Echo from the Future (2001) and Madonna of the Laptop (2000) demonstrate Lamoree's preoccupation with moral decay. His nightmare painting, Echo from the Future, is a vision of a world death-ridden that is barren, without promise. In this future, men, women and children are mere shades of a past existence, which prompting our curiosity about the cause of this desolation. Madonna of the Laptop subverts the traditional Virgin and Child portrait by placing the subjects in a sterile landscape and representing the Christ Child as a computer. The image of a golden halo appears on the computer's screen. The halo, traditional in Western Art, is typically a circular aura of light appearing behind the head of a divine or holy person. Here, though, holiness is not easily understood, or clearly ascribed; the viewer is given nothing but uncertainties, surrounded by a grim and uncertain landscape. Surrealism of this kind prompts what can perhaps be understood as a Surrealist moment: a feeling of being unmoored, cast adrift from solid ground. 

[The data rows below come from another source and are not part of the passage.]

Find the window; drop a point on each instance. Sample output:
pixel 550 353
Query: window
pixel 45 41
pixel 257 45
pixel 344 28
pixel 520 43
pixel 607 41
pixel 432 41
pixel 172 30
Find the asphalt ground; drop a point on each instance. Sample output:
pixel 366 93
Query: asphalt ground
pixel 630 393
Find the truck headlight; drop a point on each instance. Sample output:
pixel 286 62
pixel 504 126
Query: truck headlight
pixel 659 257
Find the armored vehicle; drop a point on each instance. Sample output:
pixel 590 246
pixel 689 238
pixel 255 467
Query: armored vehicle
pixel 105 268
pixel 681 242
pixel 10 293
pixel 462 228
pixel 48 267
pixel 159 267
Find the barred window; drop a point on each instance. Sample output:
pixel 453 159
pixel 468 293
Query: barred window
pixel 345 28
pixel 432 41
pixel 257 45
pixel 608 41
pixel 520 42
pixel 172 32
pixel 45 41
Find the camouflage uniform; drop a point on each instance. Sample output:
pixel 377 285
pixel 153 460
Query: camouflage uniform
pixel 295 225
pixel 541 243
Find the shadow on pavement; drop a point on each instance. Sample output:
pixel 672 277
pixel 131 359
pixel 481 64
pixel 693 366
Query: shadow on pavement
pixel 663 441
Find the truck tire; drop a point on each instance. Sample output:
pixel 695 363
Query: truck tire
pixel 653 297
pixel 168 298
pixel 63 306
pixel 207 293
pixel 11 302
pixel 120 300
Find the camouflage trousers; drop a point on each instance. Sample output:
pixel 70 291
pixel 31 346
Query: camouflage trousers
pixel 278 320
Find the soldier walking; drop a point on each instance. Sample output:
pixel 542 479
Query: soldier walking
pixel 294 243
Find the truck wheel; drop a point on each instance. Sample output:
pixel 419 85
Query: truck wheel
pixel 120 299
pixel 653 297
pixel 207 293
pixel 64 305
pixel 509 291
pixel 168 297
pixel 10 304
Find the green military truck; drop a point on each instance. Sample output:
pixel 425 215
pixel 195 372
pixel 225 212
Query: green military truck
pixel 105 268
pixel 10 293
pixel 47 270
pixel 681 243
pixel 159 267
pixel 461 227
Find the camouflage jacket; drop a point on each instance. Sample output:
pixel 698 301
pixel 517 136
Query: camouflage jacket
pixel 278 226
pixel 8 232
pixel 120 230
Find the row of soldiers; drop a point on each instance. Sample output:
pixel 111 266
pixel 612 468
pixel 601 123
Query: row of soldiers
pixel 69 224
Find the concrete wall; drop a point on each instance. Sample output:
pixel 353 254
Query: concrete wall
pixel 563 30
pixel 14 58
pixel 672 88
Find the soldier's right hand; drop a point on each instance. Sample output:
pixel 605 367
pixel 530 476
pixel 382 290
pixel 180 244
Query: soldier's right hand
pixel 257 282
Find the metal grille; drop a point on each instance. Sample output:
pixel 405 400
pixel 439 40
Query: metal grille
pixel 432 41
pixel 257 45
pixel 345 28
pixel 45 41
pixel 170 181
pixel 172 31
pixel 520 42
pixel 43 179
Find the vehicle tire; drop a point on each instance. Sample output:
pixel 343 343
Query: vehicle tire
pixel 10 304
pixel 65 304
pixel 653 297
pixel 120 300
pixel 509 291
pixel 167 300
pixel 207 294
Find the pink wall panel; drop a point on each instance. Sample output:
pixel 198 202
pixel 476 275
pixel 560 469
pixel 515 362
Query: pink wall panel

Lamoree's approach has consistently balanced the Surrealist penchant for disquieting, verisimilitudinous dreaming with his own anxious observations about sociopolitical matters. Therefore, it would be more accurate to place Lamoree's art in the subcategory of Social Surrealism. Sunday Morning at the Met (2000) for example, suggests the blindness of the art establishment; Spiritual Lollipop (1999), the spiritual vacuity of organized religion; Post Apocalyptic Parade (1996), the Pyrrhic victory of a nuclear war; and Academia (2000) the educational establishment's assembly line production of soulless conformists. Lamoree's style straddles the more familiar Surrealist vocabulary that includes forbidding landscapes and anonymous, biomorphic and macabre figures with the overt social criticism more often associated with artists outside of the Surrealist movement, such as the Social Realist Ben Shahn and contemporary artist Barbara Kruger. Art historian Michael Tomor observes about Shahn, "Social commentary often materialized in his paintings as allegory."3 Barbara Kruger confronts the viewer with unsettling slogans juxtaposed to images culled from magazines, movies, posters and other forms of popular culture. Her subversive transformations catch the viewer's eye with slogans that allude to physical and emotional violations. Interestingly, Lamoree also addresses contemporary controversial issues, but he chooses the Surrealist idiom, the movement famous for its playful use of obfuscation, mystery and fantasy. 

Graziella Marchicelli, Ph.D.

Fine Arts Curator

 

Endnotes

1 A.M. Hammacher, Rene Magritte, (New York: Harry N. Abrams, Inc., 1995): 18.

2 Ibid., 18.

3 Michael Tomor, Ph.D., Magic Realism, (Southern Alleghenies Museum of Art, 1999): 4.

 

The above essays are reprinted with permission of the Southern Alleghenies Museum of Art which was granted March 19, 2003.